Ein Diakonisches Jahr in Schweden
Erste Eindrücke von Simone LinkHej Hej, kaum zu glauben, nun sind es nur noch wenige Tage, die ich hier in Deutschland bin. Denn am 17. August geht es für mich ab nach Schweden.
Dort werde ich mein 10-monatiges, Diakonisches Jahr im Ausland verbringen.
Ich werde in der schönen Stadt Alingsås in der Nähe von Göteborg wohnen.

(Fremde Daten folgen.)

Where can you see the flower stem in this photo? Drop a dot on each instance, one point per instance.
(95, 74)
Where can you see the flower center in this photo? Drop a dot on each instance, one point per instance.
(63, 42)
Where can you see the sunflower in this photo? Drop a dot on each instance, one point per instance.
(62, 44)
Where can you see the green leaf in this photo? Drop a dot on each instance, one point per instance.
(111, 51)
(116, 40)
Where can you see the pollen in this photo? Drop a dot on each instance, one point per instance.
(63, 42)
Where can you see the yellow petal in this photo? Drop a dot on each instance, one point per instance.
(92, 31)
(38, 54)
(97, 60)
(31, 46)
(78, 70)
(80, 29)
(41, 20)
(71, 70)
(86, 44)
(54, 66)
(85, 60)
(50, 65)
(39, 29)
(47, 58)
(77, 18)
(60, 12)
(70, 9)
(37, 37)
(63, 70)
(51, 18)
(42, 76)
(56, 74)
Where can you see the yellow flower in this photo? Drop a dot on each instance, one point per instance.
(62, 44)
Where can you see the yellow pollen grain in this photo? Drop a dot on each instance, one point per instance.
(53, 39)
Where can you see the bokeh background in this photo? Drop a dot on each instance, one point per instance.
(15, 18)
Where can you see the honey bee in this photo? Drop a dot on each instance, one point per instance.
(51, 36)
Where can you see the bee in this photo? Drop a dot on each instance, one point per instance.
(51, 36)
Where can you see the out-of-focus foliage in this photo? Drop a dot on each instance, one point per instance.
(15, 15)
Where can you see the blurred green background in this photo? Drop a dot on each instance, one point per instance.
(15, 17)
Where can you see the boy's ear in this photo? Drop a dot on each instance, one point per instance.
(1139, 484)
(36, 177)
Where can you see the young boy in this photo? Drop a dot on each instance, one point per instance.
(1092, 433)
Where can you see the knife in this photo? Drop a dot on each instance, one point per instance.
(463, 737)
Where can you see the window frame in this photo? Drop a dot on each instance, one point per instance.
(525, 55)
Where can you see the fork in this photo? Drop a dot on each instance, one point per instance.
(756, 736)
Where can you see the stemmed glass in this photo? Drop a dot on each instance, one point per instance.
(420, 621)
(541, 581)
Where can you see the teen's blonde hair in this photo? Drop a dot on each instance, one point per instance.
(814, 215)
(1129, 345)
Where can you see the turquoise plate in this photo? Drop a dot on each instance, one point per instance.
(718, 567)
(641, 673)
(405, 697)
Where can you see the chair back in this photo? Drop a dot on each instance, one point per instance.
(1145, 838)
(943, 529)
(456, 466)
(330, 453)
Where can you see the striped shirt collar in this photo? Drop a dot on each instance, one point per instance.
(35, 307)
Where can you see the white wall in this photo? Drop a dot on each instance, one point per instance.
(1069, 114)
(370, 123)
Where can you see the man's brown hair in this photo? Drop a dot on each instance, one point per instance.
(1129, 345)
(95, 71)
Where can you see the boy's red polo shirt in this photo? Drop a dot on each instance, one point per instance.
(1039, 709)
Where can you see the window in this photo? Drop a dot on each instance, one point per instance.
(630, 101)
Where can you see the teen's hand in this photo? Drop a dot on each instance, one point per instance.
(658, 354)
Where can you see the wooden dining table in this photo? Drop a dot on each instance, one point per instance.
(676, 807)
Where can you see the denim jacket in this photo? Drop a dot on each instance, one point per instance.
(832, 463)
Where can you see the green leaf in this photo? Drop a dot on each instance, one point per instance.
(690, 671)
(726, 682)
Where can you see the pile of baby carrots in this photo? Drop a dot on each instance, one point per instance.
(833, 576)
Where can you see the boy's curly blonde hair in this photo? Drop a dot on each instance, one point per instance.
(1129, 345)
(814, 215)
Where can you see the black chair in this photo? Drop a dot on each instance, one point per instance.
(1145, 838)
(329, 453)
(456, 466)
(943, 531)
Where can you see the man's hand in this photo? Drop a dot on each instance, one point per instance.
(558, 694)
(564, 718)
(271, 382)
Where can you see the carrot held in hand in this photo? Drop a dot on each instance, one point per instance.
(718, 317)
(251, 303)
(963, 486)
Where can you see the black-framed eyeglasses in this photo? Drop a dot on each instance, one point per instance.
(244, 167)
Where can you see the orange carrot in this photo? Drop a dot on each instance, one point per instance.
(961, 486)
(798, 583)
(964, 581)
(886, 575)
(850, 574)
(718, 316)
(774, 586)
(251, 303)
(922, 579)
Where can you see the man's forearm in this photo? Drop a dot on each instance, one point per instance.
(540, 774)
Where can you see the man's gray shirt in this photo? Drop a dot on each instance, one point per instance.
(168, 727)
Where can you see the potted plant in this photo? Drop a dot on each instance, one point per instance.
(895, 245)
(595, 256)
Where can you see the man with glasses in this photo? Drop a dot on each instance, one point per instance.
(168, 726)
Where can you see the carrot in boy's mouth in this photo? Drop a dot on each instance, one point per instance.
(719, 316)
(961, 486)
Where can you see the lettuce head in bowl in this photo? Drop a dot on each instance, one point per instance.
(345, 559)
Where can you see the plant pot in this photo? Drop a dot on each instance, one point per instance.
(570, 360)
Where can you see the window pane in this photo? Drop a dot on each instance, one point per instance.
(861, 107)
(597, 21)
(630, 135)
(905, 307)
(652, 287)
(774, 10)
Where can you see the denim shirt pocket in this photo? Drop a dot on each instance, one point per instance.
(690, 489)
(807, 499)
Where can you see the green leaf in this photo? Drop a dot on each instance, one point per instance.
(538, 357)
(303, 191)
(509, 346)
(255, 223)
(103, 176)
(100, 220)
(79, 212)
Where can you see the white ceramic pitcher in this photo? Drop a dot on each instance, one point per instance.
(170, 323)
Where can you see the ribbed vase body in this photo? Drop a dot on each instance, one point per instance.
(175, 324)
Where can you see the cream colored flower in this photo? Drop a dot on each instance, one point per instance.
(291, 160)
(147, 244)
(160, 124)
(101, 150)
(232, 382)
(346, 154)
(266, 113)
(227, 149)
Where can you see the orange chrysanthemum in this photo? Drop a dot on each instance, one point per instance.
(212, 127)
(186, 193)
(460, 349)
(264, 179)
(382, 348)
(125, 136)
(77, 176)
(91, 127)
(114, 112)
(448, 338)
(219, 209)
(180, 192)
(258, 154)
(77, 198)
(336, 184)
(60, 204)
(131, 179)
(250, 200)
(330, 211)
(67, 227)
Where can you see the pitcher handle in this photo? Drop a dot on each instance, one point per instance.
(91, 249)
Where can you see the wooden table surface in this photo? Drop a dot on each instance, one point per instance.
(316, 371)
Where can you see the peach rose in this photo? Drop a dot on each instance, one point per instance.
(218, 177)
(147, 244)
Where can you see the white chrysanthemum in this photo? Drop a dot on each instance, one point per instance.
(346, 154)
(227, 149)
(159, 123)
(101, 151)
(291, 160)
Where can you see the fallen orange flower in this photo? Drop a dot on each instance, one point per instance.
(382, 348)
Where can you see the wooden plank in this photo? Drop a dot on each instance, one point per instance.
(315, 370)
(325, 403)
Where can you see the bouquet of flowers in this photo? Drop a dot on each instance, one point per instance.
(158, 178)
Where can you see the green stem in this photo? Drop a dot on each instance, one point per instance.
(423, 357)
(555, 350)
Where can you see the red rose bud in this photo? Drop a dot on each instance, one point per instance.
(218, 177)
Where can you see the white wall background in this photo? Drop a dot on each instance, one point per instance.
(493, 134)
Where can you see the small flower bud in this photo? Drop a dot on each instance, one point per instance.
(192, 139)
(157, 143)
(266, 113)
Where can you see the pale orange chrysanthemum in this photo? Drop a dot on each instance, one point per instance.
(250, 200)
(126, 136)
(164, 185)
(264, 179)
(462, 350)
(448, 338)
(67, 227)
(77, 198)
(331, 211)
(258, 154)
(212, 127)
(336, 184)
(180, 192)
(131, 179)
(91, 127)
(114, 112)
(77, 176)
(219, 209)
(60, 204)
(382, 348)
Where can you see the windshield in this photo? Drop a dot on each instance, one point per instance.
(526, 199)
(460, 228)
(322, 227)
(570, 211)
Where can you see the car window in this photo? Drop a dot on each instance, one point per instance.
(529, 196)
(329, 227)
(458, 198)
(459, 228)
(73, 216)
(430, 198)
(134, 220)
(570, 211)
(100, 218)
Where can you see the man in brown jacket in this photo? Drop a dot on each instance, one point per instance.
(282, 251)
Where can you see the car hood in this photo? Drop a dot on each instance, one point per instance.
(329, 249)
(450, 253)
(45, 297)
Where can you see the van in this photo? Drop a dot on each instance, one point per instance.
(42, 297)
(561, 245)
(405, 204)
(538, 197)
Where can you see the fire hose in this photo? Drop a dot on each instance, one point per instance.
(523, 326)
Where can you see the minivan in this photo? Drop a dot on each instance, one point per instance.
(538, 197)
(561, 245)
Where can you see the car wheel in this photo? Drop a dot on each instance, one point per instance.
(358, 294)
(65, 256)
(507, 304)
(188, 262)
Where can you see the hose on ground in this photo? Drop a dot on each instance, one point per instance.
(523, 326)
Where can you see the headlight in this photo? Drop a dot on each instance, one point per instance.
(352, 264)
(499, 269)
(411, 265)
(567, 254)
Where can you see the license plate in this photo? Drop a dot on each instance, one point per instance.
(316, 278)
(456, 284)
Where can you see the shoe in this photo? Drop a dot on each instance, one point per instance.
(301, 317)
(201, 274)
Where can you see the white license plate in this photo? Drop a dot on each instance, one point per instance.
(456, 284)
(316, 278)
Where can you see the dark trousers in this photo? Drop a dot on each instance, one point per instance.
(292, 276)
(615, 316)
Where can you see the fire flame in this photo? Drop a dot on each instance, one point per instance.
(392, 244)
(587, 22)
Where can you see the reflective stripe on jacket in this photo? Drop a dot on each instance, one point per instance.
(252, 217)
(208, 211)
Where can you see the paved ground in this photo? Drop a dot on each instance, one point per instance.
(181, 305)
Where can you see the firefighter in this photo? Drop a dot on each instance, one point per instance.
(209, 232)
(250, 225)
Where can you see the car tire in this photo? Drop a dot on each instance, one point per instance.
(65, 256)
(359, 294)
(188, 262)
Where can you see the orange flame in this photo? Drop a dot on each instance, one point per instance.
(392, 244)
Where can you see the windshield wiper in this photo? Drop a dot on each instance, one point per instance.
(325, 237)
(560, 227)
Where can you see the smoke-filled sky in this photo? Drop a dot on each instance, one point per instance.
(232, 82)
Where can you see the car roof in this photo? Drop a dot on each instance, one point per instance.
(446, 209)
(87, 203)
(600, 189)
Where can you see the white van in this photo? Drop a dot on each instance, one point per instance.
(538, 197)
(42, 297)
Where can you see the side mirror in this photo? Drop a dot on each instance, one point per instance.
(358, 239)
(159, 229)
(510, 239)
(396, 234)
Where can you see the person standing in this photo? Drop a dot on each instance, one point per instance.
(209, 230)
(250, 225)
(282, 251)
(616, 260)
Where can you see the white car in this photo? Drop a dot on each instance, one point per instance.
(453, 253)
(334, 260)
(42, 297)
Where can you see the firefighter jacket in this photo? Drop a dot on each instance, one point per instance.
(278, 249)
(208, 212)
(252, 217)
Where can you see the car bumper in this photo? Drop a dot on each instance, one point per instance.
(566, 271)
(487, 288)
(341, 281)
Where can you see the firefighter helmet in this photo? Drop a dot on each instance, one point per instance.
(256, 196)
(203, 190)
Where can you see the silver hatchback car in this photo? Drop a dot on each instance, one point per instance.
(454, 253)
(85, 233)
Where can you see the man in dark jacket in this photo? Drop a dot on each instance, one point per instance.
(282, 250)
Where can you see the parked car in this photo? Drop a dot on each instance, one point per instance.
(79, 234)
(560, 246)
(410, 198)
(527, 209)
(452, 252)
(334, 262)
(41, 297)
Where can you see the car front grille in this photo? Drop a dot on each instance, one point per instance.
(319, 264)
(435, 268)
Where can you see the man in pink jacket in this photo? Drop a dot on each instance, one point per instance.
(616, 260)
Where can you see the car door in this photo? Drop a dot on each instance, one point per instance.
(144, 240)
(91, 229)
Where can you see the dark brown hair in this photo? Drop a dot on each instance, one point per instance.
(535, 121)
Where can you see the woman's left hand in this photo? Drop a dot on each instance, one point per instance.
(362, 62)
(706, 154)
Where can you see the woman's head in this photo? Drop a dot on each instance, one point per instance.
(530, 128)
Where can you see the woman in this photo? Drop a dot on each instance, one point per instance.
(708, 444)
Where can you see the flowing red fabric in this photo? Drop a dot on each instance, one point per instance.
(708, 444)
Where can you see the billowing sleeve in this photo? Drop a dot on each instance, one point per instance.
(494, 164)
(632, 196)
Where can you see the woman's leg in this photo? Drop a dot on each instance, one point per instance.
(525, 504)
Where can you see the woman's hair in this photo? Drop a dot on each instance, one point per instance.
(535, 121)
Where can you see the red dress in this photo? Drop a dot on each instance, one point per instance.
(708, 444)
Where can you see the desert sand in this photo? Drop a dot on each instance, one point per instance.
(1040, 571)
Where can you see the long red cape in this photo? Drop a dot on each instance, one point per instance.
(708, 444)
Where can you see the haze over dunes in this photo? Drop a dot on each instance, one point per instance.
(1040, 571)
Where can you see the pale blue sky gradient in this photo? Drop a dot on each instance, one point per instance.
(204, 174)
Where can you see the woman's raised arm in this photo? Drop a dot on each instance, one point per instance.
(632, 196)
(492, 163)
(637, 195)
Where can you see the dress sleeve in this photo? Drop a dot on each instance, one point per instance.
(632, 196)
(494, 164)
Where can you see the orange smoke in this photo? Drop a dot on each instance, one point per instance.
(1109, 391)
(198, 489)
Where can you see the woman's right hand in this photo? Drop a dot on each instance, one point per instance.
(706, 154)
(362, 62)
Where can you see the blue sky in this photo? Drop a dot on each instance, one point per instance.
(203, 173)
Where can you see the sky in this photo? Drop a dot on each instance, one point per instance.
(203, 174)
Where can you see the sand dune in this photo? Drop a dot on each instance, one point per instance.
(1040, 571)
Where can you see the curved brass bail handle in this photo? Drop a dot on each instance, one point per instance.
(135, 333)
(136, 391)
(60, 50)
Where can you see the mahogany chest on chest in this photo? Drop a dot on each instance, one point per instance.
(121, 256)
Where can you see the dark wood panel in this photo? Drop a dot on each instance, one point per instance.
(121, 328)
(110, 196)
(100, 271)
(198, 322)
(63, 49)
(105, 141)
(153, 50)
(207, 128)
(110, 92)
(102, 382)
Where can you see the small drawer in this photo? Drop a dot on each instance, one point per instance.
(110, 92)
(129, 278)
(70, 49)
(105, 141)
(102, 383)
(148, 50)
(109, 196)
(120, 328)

Im Mai diesen Jahres wurde ich vorab von meiner Einsatzstelle zu einem Kurzbesuch eingeladen, um mir meine zukünftige Stelle schon einmal anschauen zu können. Jeder, der mich seitdem darauf angesprochen hat, wird wohl wissen, wie begeistert ich davon bin und wie sehr ich mich auf die 10 Monate, die vor mir liegen freue. Meine Arbeitsstelle wird bei der Alingsås Kyrkan (Kirche der Stadt) sein und dort werde ich vor allem in Tätigkeitsfeldern der Kinder- und Jugendarbeit tätig sein. Dazu gehören Jungscharen, Kleinkindergruppen oder Konfirmanden-Gruppen. Außerdem werde ich ab und zu auch bei meiner Mentorin im Büro mit anpacken, wenn ich gebraucht werde. Ich bin sehr auf die Unterschiede zwischen meiner deutschen und der schwedischen Kirchengemeinde gespannt. Ein großer Unterschied ist, dass die Schwedische Kirche bis 2000 Staatskirche war. Dies merkt man beispielsweise an der Ausstattung der Gemeindehäuser / Kirchen und ebenso am „Personal“. In Schweden ist die Form des Ehrenamtes sehr selten. So sind beinahe alle, die in der Jugendarbeit tätig sind, fest angestellt und haben eine pädagogische Ausbildung.
Alles in allem freue ich mich sehr auf die Zeit in Schweden, darauf, die Sprache richtig zu lernen, und hoffe auf einen schneereichen Winter.